Fang Qizhi, Wang Zixuan, Wang Jingang, Zhang Lili
Liaoning General Aviation Academy, Shenyang 110136, China.
School of Electronical and Information Engineering, Shenyang Aerospace University, Shenyang 110136, China.
Sensors (Basel). 2025 Mar 16;25(6):1843. doi: 10.3390/s25061843.
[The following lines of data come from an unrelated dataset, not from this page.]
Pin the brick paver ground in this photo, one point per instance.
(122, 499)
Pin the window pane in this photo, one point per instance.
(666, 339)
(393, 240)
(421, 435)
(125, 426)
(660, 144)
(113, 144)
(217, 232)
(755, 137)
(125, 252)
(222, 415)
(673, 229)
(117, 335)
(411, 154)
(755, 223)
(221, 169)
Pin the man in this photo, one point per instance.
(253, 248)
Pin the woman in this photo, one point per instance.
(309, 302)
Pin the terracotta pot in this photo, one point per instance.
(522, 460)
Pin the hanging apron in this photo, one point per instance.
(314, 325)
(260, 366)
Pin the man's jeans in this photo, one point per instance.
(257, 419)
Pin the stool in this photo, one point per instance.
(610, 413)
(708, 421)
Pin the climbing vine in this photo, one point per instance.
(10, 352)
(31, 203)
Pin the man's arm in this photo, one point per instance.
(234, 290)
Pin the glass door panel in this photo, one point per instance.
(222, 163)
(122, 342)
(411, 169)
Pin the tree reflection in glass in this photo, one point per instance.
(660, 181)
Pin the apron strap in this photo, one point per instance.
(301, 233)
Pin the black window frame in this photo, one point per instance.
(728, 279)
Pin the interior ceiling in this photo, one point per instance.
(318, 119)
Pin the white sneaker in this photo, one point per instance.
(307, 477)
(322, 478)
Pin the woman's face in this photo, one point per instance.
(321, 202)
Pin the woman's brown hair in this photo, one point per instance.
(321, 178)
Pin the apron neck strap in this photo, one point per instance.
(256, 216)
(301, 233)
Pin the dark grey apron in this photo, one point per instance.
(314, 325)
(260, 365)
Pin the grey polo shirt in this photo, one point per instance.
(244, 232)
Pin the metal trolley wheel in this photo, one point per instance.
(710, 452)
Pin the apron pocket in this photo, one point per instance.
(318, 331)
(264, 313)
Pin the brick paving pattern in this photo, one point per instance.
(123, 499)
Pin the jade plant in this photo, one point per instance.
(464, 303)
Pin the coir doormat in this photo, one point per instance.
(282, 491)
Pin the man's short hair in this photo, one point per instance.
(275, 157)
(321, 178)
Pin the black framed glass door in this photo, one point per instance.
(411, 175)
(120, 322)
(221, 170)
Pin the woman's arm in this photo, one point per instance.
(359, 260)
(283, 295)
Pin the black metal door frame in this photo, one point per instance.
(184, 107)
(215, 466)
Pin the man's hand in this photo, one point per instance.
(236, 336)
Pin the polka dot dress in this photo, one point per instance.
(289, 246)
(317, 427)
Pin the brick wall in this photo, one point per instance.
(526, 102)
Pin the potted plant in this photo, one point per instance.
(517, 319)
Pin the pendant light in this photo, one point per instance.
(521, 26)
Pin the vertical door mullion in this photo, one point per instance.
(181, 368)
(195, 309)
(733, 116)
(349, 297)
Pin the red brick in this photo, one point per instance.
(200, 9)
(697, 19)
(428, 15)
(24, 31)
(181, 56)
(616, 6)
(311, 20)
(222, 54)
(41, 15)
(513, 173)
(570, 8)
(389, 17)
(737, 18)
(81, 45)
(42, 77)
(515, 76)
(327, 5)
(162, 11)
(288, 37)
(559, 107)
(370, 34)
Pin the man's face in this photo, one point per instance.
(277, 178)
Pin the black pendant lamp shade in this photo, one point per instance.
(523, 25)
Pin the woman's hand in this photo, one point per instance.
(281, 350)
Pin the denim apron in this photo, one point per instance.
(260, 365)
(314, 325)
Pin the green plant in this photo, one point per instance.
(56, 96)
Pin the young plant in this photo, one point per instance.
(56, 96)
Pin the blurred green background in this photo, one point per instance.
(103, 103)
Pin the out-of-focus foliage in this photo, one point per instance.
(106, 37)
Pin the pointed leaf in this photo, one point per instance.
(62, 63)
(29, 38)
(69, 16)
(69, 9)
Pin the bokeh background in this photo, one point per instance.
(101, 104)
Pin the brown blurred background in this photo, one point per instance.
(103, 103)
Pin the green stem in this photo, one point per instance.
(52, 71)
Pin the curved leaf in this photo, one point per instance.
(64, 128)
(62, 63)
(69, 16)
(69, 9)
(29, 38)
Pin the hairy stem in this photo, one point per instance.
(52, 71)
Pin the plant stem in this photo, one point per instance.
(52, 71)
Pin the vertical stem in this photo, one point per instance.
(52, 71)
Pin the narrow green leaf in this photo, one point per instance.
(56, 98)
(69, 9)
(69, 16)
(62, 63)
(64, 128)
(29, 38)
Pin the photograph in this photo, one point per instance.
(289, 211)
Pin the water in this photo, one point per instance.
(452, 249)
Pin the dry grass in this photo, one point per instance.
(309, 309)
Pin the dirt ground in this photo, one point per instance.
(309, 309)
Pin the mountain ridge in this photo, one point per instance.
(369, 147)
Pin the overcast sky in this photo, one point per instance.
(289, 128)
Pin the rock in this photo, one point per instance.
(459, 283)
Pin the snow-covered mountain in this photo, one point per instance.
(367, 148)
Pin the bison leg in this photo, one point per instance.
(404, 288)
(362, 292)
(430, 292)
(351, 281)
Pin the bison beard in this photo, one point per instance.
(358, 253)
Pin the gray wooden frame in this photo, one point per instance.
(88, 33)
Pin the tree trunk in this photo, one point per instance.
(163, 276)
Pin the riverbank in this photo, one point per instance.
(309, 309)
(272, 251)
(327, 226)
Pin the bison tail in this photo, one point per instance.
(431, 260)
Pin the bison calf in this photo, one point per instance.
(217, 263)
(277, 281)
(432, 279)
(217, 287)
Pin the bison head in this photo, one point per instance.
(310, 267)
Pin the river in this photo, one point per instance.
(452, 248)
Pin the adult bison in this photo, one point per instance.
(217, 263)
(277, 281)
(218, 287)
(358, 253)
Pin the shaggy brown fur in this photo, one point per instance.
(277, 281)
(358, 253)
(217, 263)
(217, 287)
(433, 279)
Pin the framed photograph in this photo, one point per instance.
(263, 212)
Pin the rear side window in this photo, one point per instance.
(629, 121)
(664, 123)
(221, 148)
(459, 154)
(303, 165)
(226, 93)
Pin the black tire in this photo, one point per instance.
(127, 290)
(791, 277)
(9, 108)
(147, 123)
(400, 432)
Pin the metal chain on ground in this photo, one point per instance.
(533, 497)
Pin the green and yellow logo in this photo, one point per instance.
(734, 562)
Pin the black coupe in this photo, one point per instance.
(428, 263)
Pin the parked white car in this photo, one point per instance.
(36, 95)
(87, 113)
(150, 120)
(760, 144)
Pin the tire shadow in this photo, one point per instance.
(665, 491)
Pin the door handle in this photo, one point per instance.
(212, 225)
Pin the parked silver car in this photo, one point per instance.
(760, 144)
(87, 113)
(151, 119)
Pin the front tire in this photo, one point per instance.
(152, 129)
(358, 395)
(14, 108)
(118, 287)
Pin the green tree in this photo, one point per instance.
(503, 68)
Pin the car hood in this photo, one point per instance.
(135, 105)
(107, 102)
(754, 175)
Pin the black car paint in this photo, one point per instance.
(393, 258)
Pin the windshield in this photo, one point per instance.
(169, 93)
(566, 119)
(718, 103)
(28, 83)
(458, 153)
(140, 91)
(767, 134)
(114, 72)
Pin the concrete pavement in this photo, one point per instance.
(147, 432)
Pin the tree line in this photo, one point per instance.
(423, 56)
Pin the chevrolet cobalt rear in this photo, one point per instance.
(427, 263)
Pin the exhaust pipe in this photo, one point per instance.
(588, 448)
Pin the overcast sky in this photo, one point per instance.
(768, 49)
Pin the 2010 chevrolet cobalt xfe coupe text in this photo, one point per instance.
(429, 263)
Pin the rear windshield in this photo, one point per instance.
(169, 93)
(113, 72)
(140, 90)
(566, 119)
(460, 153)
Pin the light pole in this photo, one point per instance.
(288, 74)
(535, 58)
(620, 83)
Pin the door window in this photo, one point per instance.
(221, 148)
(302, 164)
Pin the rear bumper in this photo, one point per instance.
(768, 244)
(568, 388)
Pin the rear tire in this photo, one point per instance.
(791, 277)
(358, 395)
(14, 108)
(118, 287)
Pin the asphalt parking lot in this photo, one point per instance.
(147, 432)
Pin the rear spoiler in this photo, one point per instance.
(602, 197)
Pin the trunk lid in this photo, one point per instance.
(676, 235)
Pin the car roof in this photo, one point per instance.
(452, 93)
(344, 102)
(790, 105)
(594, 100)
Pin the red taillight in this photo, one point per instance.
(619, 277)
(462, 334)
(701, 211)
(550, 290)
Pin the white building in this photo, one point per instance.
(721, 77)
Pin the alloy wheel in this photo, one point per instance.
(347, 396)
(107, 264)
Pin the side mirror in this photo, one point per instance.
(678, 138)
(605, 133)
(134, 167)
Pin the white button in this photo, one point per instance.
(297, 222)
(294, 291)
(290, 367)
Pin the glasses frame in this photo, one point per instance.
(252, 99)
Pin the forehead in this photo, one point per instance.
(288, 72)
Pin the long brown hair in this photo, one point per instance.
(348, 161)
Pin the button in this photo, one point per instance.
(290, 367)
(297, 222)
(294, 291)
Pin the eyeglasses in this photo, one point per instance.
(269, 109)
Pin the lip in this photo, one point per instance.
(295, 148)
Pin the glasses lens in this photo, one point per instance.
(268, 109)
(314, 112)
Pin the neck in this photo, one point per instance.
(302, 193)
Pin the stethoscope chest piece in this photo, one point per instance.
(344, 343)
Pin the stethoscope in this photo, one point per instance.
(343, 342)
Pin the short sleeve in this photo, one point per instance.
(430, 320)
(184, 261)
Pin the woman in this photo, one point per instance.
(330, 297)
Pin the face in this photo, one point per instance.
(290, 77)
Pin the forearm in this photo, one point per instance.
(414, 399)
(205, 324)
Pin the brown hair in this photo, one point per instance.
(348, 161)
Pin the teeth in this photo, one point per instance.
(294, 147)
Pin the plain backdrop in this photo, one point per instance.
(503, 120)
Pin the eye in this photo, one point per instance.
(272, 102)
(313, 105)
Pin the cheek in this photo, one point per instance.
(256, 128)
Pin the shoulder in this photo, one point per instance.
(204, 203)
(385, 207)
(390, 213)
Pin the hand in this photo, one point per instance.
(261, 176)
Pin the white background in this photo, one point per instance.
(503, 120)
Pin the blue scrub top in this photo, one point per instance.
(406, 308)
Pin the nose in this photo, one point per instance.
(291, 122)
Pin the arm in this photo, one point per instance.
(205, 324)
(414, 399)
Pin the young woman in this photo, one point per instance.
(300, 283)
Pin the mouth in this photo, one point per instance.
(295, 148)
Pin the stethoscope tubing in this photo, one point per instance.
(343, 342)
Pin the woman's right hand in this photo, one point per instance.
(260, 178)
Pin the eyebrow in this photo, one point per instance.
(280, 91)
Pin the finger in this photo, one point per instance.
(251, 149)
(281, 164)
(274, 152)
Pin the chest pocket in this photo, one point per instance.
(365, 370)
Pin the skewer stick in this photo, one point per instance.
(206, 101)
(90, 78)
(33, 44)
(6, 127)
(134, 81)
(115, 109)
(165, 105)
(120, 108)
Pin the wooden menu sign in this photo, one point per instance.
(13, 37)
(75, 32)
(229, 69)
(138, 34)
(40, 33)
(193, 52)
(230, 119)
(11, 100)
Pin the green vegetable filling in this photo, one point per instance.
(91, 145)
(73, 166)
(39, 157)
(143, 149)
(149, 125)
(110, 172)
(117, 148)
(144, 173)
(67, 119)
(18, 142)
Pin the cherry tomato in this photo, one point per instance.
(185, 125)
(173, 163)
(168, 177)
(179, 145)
Most current hyperspectral image compression methods rely on well-designed modules to capture image structural information and long-range dependencies. However, these modules tend to increase computational complexity exponentially with the number of bands, which limits their performance under constrained resources. To address these challenges, this paper proposes a novel triple-phase hybrid framework for hyperspectral image compression. The first stage utilizes an adaptive band selection technique to sample the raw hyperspectral image, which mitigates the computational burden. The second stage concentrates on high-fidelity compression, efficiently encoding both spatial and spectral information within the sampled band clusters. In the final stage, a reconstruction network compensates for sampling-induced losses to precisely restore the original spectral details. The proposed framework, known as ARM-Net, is evaluated on seven mixed hyperspectral datasets. Compared to state-of-the-art methods, ARM-Net achieves an overall improvement of approximately 1-2 dB in both the peak signal-to-noise ratio and multiscale structural similarity index measure, as well as a reduction in the average spectral angle mapper of approximately 0.1.
当前大多数高光谱图像压缩方法依赖精心设计的模块来捕捉图像结构信息和长距离依赖性。然而,这些模块往往会随着波段数量呈指数级增加计算复杂度,这限制了它们在资源受限情况下的性能。为应对这些挑战,本文提出了一种用于高光谱图像压缩的新型三相混合框架。第一阶段利用自适应波段选择技术对原始高光谱图像进行采样,从而减轻计算负担。第二阶段专注于高保真压缩,在采样波段簇内高效编码空间和光谱信息。在最后阶段,一个重建网络补偿采样引起的损失,以精确恢复原始光谱细节。所提出的框架称为ARM-Net,在七个混合高光谱数据集上进行了评估。与现有方法相比,ARM-Net在峰值信噪比和多尺度结构相似性指数测量方面总体提高了约1-2 dB,并且平均光谱角映射器降低了约0.1。